Em Ação Civil Pública por ato de improbidade administrativa ajuizada nesta quinta-feira, 9, o Ministério Público do Maranhão (MPMA), pediu, em caráter liminar, a exoneração de familiares do prefeito de Fortuna, Sebastião Pereira da Costa Neto, que ocupam cargos ligados ao controle interno, arrecadação tributária e consultoria jurídica do Município.

Outros pedidos liminares são a proibição de novas nomeações em desacordo com a legislação e adoção de medidas para adequar da estrutura administrativa do Município.

A cidade de Fortuna é termo judiciário da comarca de São Domingos do Maranhão.

Assina a manifestação o titular da Promotoria de Justiça de São Domingos do Maranhão, Ronaldo Martins Rebelo da Silva.

Entre os acionados, estão o prefeito, o Município, o controlador-geral, Lynarck Dassaev Soares (cunhado do gestor municipal); a chefe do Setor de Tributos, Olga Regina Soares (sogra de Sebastião Costa Neto) e o procurador-geral do Município, Silas Soares (primo da esposa do administrador de Fortuna).

A multa sugerida por descumprimento da liminar é de R$ 2 mil diários, a ser paga pessoalmente pelo prefeito.

CONCENTRAÇÃO

Na Ação, o promotor de justiça argumenta que referidas nomeações “não representam escolhas técnicas isoladas, mas, sim, uma concentração familiar na cúpula da administração local, o que anula a independência exigida pelos cargos de fiscalização e consultoria”.

Também de acordo com o membro do MPMA, a ocupação dos cargos por integrantes do núcleo familiar do prefeito enfraquece a autonomia dos órgãos responsáveis pela fiscalização dos atos administrativos, controle das finanças públicas e defesa jurídica do Município, além de favorecer a violação dos princípios constitucionais da administração pública.

PENAS

O Ministério Público também solicitou que, ao final do processo, sejam anulados os atos de nomeação de Lynarck Dassaev Soares, Olga Regina Soares e Silas Soares, incluindo o pagamento dos respectivos salários.
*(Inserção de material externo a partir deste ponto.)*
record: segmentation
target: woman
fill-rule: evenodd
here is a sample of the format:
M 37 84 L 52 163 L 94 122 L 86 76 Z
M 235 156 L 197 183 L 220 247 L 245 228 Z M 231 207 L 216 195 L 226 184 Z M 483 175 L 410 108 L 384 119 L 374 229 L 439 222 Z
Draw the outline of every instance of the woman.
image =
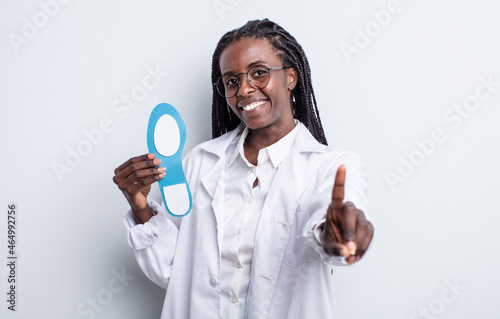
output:
M 307 58 L 279 25 L 225 34 L 212 83 L 214 139 L 183 160 L 190 214 L 147 199 L 168 174 L 153 154 L 115 170 L 129 244 L 167 290 L 162 318 L 335 318 L 332 265 L 373 236 L 362 162 L 326 146 Z

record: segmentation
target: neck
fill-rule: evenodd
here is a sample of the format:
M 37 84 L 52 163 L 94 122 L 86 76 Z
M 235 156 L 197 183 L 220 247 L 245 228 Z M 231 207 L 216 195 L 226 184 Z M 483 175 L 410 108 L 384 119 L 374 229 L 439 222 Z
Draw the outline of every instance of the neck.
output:
M 295 122 L 292 121 L 290 124 L 287 124 L 285 128 L 279 130 L 272 128 L 250 129 L 244 144 L 245 157 L 250 163 L 257 165 L 259 151 L 278 142 L 290 133 L 294 127 Z

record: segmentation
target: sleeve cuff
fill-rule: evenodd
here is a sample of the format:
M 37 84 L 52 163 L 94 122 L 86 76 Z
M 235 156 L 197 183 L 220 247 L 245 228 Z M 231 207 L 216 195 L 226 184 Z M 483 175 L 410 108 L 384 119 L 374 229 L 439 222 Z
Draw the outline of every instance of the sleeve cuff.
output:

Requereu, ainda, que os acionados sejam condenados ao pagamento de multa de 24 vezes o valor das remunerações recebidas e à proibição de firmar contratos com o poder público ou receber benefícios ou incentivos fiscais ou creditícios, direta ou indiretamente, mesmo que por meio de pessoa jurídica da qual seja sócio majoritário, pelo prazo de quatro anos.